Practical Thresholds to Keep in Mind
If you’re measuring EMF in your home with a meter, here’s a framework for interpreting the numbers for power-frequency (50/60 Hz) magnetic fields:
- Below 0.4 µT (4 mG): Below the most conservative precautionary limits used anywhere in the world. This is typical background in most rooms of a home when you’re not near an appliance.
- 0.4 to 10 µT (4 to 100 mG): Above precautionary thresholds used in some European countries, but well below the international safety guideline. Common near appliances during use.

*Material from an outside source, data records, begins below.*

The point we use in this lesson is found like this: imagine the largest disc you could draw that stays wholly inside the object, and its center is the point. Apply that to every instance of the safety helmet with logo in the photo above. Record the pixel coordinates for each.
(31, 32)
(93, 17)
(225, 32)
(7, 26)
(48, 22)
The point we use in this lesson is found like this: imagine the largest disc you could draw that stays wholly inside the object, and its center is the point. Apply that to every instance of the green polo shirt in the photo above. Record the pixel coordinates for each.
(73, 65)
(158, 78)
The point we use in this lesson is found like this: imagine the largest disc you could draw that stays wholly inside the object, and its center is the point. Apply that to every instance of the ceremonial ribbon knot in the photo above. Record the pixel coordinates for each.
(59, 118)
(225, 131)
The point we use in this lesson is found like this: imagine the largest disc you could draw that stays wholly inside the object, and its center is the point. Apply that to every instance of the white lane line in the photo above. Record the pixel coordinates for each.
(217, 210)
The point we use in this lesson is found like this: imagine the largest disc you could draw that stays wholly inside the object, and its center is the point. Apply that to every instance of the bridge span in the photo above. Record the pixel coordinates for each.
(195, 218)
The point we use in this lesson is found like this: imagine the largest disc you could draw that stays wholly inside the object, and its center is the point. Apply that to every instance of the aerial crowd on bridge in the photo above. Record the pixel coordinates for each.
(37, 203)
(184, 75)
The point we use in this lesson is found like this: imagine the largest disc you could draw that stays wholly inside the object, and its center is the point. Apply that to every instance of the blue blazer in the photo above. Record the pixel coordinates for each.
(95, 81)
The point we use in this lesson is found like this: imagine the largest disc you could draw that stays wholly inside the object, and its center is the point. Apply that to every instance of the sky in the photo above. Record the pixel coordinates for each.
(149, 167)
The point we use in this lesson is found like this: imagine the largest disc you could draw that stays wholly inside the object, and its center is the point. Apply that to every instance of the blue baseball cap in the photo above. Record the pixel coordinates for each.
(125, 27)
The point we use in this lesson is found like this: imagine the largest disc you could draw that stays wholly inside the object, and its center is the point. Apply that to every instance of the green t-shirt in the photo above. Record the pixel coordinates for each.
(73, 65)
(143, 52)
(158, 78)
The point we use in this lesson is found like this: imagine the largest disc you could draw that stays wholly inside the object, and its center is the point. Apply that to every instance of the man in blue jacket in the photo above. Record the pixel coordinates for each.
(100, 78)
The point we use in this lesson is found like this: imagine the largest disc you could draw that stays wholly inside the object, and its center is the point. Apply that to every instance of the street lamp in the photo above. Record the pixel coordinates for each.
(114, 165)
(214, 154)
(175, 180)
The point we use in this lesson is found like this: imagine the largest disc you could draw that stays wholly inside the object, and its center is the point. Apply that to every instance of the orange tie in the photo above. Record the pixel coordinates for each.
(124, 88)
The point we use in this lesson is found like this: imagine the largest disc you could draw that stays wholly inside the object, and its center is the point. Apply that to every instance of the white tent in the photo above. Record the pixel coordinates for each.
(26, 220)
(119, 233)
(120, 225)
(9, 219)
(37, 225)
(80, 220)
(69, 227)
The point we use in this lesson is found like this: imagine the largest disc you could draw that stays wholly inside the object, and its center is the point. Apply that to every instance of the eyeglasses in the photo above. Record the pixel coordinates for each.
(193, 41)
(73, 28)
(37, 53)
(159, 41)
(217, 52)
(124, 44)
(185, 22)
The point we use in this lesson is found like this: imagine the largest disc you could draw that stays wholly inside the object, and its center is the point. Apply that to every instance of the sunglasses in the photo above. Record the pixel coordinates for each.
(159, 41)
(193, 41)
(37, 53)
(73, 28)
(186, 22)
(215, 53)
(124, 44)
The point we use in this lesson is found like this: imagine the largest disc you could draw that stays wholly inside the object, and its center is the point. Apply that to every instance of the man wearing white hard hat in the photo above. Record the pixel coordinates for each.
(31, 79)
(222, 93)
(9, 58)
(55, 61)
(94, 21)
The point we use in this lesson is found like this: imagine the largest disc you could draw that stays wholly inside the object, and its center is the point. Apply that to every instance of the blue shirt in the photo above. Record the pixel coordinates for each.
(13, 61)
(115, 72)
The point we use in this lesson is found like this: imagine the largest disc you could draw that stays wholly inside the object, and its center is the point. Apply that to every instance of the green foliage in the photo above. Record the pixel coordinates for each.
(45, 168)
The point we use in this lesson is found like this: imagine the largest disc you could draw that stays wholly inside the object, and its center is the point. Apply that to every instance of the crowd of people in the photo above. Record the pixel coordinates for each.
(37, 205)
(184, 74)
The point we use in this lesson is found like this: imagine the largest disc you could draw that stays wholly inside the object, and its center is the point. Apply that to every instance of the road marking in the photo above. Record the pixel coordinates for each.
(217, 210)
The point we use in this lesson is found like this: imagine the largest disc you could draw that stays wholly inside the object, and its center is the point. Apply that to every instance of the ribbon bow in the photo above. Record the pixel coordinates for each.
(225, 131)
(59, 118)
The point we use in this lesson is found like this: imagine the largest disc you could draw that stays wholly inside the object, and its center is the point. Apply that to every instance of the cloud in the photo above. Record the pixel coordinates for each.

- 10 to 100 µT (100 to 1,000 mG): Approaching the international public limit. Possible very close to high-draw appliances like vacuum motors or older electric heaters. Brief exposure at this level is within guidelines.
- Above 100 µT (1,000 mG): Exceeds the ICNIRP public exposure guideline. At sustained levels well above this threshold, nerve and muscle stimulation becomes a real concern. This is rarely encountered outside industrial or utility settings.
For radiofrequency fields from wireless devices, the numbers that matter are the SAR values already tested before a product reaches you. If you’re using a commercially sold phone or router in a country with enforced regulations, the device is already below its applicable limit. Distance remains the simplest way to lower any exposure you’re concerned about.